The new archaeological evidence found on site weave a rich picture of life in the years leading up to 1819. A curious inverted cross was carved into one of the hearth stones and may have been intended to deter witches flying down the chimney. Shards of ‘firing’ or ‘shot’ glass evokes a picture of toasts being exchanged after a meal or drinking session, with the noise of the glasses being slammed down on a table echoing through the inn. The majority of coins relate to the last phase of Wilkhouse operating as an inn. Most are halfpennies of the reigns of George II and George III, although there is also a Parys Mine token, valued at one penny, dated 1788. The distribution of finds indicate that many were dropped in an enclosure at the rear of the inn which might have been the area for unsaddling.

Four earlier coins suggest that the site was occupied in the seventeenth century and before. The earliest coin is a billon hardhead (two pence Scots) of James VI, dated 1588, which seems to have been dropped in the 1590s. There are then two ‘turners’, one a Scottish copper turner of the 1640s, also worth two pence Scots, and the second a French royal issue ‘double tournois’, dated 1628, of Louis XIII. The probability is that both circulated through much of the seventeenth century. The fourth coin is from the reign of Charles II, dated 1681 and is an Irish copper halfpenny.

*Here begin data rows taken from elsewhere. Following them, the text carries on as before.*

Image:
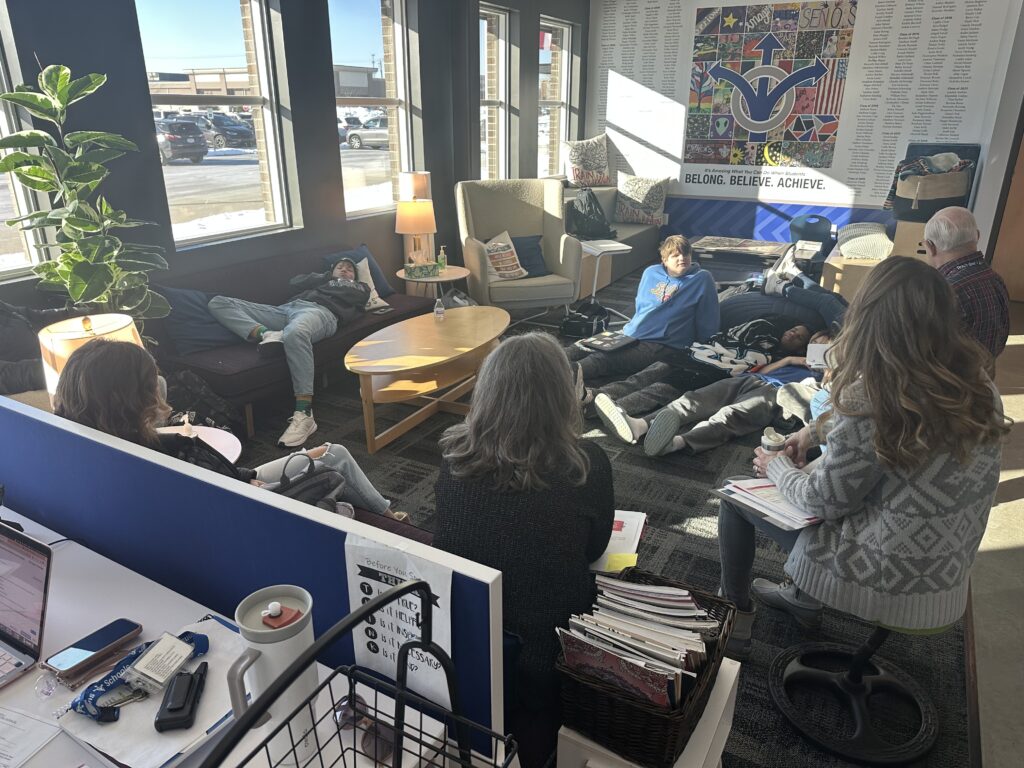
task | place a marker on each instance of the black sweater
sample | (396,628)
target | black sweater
(543,542)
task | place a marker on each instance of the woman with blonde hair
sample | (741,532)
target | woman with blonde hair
(910,472)
(518,491)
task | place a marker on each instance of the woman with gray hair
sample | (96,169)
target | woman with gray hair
(518,491)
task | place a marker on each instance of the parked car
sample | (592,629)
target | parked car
(180,139)
(373,133)
(222,130)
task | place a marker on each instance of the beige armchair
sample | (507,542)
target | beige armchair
(523,207)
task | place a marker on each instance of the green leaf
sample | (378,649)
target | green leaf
(82,87)
(25,139)
(88,282)
(38,104)
(37,177)
(53,81)
(99,138)
(18,160)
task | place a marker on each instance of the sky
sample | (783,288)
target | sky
(192,34)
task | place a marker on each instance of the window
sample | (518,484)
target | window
(494,92)
(371,84)
(553,99)
(214,113)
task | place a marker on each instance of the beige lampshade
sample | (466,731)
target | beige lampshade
(415,217)
(59,340)
(414,185)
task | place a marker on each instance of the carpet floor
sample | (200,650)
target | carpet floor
(680,542)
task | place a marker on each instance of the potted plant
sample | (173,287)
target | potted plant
(95,269)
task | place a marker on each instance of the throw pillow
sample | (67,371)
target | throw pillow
(357,255)
(364,274)
(640,201)
(502,260)
(587,162)
(190,325)
(530,254)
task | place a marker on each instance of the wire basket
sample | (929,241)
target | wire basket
(637,729)
(358,719)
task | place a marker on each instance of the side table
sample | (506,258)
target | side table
(450,273)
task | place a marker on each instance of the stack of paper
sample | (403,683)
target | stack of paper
(763,499)
(645,639)
(622,550)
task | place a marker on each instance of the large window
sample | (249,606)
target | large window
(553,99)
(214,115)
(494,92)
(370,85)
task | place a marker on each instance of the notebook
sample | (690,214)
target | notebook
(25,582)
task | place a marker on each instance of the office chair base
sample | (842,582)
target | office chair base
(810,665)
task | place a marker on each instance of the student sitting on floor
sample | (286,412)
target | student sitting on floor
(518,491)
(326,300)
(904,489)
(713,415)
(112,386)
(676,305)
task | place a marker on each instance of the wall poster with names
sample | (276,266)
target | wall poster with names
(373,569)
(806,102)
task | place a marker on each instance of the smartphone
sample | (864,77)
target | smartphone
(91,646)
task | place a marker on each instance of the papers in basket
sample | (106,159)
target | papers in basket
(642,638)
(763,499)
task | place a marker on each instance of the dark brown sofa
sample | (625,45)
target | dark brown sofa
(237,372)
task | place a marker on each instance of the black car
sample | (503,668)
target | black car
(222,130)
(179,139)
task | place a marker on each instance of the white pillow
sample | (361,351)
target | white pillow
(363,275)
(503,263)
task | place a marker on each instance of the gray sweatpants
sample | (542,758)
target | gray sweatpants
(731,408)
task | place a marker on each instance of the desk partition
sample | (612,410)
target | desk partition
(215,540)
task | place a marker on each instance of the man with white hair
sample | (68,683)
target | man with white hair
(951,242)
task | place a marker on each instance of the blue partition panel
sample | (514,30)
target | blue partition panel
(201,539)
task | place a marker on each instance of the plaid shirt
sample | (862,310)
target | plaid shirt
(983,299)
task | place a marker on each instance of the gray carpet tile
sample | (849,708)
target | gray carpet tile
(680,543)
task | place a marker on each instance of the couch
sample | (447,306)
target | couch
(236,371)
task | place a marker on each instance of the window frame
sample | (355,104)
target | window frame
(565,94)
(268,103)
(501,103)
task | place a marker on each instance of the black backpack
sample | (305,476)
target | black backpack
(588,217)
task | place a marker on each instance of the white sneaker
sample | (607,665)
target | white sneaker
(300,426)
(271,343)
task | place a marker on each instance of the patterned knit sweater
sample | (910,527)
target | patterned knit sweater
(894,548)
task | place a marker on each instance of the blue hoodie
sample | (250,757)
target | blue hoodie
(675,311)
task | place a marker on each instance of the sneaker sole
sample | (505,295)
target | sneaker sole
(612,419)
(663,429)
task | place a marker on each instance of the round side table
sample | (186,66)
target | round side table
(448,274)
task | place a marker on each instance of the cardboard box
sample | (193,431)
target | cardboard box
(909,240)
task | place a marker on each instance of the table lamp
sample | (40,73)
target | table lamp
(60,339)
(415,218)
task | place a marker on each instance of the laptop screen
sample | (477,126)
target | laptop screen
(24,577)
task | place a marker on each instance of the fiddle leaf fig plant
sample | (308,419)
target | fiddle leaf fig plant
(94,268)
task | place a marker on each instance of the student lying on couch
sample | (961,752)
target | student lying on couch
(325,300)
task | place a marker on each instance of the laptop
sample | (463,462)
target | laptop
(25,582)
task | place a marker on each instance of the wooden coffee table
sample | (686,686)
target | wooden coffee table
(413,360)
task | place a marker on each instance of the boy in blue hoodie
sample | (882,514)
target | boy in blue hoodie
(676,305)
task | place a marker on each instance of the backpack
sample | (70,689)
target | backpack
(588,221)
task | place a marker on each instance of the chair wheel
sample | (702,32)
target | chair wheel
(811,665)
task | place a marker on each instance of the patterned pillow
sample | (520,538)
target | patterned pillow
(640,201)
(502,260)
(587,162)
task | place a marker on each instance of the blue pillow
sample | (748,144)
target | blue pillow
(190,325)
(357,254)
(530,256)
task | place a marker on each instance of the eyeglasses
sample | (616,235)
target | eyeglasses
(378,738)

Personal items recovered during the excavation including pins, buckles, strap fittings, thimbles and a part of a comb add colour to the domestic context of the buildings. Two military buttons of the Sutherland Fencibles, one possibly belonging to an officer, suggest that the inn was a meeting place for a company of soldiers in the period 1793 to 1801, when Britain was being defended against the possibility of French invasion by militia.

The trade patterns which had sustained Wilkhouse Inn, up to and through the Napoleonic wars, with its cattle stance to one side, were about to suffer a convulsive shift as ‘Improvement’ took a grip in the northern Highlands. An agricultural economy based on subsistence farming carried on by a network of sub-tenants, which relied on the export of black cattle as the cash crop, was about to be replaced by huge sheep farms, which were let directly to the highest bidders without consideration for family ties. In the case of Sutherland, this involved the movement of most of the people from the interior of the county to the coast, to the Lowlands and abroad. The cattle drovers were replaced by shepherds. The lands were cleared, the buildings forcibly abandoned, roofs removed and the people scattered.

The excavation was undertaken in 2017 for Dr Donald Adamson who had completed a study on droving routes in the Scottish Highlands. The excavation involved collaboration between Clyne Heritage Society, the University of Glasgow and GUARD Archaeology, and provided training for early career archaeologists and also volunteer opportunities for members of the local and wider community.

ARO37: Wilkhouse: An Archaeological Innvestigation by Donald Adamson and Warren Bailie is freely available to download from the ARO website – Archaeology Reports Online.